La inmensa mayoría de los ciudadanos, y con razón, clama contra la ocupación y descarada manipulación de RTVE por Pedro Sánchez Pérez-Castejón y sus acólitos, pero no dice nada, o no se la escucha, que proteste contra el resto de radios y televisiones públicas de España, todas en manos del gobierno del territorio en el que emiten.
Y el paroxismo llega con las del País Vasco y Cataluña, “propiedad” de independentistas, que difunden cada día el odio a España y el propósito de separarse y constituirse en Estado propio. ¿Qué otro país, democrático o no, toleraría este dislate en sus medios públicos de comunicación? Hasta el Rey Juan Carlos I, en su oportuno, “melancólico, delicado y profundo” (Luis María Anson) libro “Juan Carlos I. Reconciliación”, señala en la página 230, cuarta parte, capitulo 2, ¿Qué error! ¡Qué inmenso error!, que: “…Persistían (mediado 1976), por supuesto, anacronismos como los presos políticos, el control estatal de la radio y la televisión y el dominio del Movimiento Nacional sobre la vida asociativa,…” El 7 de abril de 1977 se disolvió el Movimiento Nacional y el 15 de octubre de 1977 se aprobó la Ley de Amnistía, pero sigue el indecoroso control de RTVE y de las radios y televisiones públicas creadas al calor de las Autonomías, incluidas las ciudades autónomas de Ceuta y Melilla. Solo carecen de ellas, por acertada decisión de los responsables políticos, Cantabria (de soltera Santander, que decía Camilo José Cela), Rioja y Navarra. Castilla y León dio la concesión a un grupo privado al que otorga una subvención anual.
Como digo siempre a quien me pregunta y he escrito en ocasiones, España es el país del mundo con más radios y televisiones públicas, pero ninguna es de los ciudadanos sino de los Gobiernos del territorio en el que emiten, sean Comunidades Autónomas o Ayuntamientos. Y las acaparan (unos más que otros, es justo reconocerlo) para colocar a los de su cuerda, atacar a sus contrincantes, ensalzar su gestión y adoctrinar en sus ideas. Un desatino que supera lo que fue para el franquismo la Prensa del Movimiento.
Cuando siendo secretario general de A3TV se me ocurrió crear UTECA (Unión de Televisiones Comerciales en Abierto) y aceptaron y dieron forma a la idea el presidente de Telecinco, Alejandro Echevarría Busquet y el de Antena 3 TV, José María Mas Millet, los objetivos de esa patronal –con escritos jurídicos de impecable factura elaborados por la Oficina Técnica, al frente de Santiago Muñoz Machado- fueron dos principales: modificar la Ley de Televisión Privada (“hija del miedo”, como se la llamaba) y que las públicas se financiaran exclusivamente a través de un canon, como ocurría en el resto de Europa, dejando la publicidad para los medios privados de comunicación. Y varias aspiraciones no prioritarias en aquél 1998, entre ellas que los medios públicos no fueran gobernados por el ejecutivo de turno, sino por un organismo en el que tuviesen amplia mayoría las asociaciones de la prensa, las patronales de radio, televisión y prensa, los colegios profesionales, las reales academias y las asociaciones de consumidores. Y presidido sin derecho a voto, al modo de la BBC británica, por la Corona.

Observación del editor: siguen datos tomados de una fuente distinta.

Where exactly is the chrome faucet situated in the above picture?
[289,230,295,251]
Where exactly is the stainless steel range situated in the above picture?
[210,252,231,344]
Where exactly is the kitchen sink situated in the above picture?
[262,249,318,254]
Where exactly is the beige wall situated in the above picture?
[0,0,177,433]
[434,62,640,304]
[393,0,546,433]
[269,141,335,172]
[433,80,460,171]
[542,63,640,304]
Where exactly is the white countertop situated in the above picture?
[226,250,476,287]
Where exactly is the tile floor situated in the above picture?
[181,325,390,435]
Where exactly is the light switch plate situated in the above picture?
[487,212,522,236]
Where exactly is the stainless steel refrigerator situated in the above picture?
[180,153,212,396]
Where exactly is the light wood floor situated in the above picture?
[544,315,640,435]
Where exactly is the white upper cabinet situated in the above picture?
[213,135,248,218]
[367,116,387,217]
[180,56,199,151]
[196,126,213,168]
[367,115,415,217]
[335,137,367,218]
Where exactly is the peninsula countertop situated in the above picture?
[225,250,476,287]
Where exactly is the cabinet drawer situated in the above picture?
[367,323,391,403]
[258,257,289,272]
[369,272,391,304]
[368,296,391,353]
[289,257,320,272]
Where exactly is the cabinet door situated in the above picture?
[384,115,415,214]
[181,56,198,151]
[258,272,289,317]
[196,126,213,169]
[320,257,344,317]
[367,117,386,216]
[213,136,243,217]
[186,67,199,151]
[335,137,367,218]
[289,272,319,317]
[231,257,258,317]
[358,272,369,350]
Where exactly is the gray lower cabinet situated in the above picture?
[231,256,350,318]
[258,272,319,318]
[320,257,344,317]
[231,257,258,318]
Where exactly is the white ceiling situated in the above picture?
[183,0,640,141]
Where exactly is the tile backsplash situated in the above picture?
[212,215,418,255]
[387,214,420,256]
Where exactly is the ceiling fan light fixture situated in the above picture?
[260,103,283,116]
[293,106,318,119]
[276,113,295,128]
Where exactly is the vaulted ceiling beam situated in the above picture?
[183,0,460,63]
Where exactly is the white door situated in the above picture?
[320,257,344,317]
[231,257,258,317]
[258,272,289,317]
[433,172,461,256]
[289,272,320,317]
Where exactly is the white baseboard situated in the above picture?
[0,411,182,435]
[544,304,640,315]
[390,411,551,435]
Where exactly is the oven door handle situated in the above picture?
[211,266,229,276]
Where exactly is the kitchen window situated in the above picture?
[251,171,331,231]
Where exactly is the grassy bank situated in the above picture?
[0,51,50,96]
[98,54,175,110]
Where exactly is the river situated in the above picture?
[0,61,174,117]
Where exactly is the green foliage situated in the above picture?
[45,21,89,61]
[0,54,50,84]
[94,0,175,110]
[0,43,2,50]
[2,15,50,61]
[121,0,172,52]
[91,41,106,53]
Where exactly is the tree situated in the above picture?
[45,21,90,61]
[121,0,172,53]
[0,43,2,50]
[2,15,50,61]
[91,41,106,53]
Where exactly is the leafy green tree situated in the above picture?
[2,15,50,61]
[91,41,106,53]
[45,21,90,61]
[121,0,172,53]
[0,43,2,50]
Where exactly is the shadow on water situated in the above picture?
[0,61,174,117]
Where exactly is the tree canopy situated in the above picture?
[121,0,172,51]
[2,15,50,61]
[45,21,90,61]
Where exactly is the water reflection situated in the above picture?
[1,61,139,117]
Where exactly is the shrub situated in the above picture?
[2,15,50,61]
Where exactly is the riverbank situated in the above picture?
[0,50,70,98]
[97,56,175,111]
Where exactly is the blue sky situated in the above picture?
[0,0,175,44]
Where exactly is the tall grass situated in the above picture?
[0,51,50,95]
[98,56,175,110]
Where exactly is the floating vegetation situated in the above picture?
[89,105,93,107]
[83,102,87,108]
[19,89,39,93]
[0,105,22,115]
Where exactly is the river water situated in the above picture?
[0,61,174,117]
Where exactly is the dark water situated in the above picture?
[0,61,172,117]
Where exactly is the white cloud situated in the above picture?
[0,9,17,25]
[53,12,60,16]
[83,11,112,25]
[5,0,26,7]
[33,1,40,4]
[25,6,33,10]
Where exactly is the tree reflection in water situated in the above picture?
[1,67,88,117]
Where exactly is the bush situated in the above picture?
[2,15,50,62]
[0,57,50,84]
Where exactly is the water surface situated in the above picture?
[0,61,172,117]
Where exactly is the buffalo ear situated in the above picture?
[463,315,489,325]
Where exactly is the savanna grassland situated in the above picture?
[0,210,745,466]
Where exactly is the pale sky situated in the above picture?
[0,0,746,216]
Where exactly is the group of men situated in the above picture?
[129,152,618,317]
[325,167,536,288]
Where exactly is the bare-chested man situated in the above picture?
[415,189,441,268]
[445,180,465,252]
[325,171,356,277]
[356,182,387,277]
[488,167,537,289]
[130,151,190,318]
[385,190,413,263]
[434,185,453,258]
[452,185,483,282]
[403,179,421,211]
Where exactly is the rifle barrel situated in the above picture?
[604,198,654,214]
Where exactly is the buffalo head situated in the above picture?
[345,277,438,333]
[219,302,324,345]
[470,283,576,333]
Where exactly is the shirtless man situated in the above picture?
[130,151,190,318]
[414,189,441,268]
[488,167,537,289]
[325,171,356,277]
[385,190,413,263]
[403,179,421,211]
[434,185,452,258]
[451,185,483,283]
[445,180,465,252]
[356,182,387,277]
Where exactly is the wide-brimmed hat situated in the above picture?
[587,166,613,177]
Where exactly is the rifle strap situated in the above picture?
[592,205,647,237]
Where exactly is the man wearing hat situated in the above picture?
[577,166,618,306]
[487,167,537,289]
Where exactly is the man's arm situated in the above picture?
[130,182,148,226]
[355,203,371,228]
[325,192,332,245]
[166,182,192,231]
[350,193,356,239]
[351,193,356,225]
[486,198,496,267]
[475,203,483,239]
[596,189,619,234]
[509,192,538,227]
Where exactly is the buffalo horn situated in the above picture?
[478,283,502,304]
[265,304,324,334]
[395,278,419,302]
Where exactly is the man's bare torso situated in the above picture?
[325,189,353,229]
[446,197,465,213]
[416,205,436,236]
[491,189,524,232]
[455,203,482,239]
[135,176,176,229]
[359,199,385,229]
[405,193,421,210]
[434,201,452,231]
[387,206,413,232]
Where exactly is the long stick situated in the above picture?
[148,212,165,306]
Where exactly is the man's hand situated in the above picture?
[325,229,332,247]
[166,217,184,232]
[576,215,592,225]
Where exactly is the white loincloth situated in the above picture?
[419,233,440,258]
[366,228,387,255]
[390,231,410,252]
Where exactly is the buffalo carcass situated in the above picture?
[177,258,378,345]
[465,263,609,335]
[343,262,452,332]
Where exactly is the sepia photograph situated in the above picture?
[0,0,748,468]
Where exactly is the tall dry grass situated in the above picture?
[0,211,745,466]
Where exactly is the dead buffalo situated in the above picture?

De los dos propósitos principales se cumplió el primero: la modificación de la Ley de TV Privada, consiguiendo que fuese acorde a la de los demás países de la UE y que, entre otras cosas, un accionista pudiera ser único o mayoritario. Y la parte más mollar del segundo: que TVE se financiase exclusivamente con la aportación del Estado y la venta de programas, como siempre lo hizo Radio Nacional de España. Fracasamos en que se sufragaran de igual manera las autonómicas y municipales porque no quiso ningún gobierno de ese nivel, negándose a que “sus” televisiones y radios dependiesen de un consejo de administración en el que ellos no tuvieran mayoría absoluta y mando en plaza.
Desde que gobierna Sánchez la democracia cojea por muchos y cruciales puntos que tienen que ver con la separación de poderes y la ocupación partidista de los órganos de control y de las empresas públicas, pero desde la Transición España adolece también de medios públicos de comunicación imparciales e independientes que pertenezcan a la pluralidad de los ciudadanos y no a una parte. De aquellos polvos, estos lodos. ¿Hasta cuándo?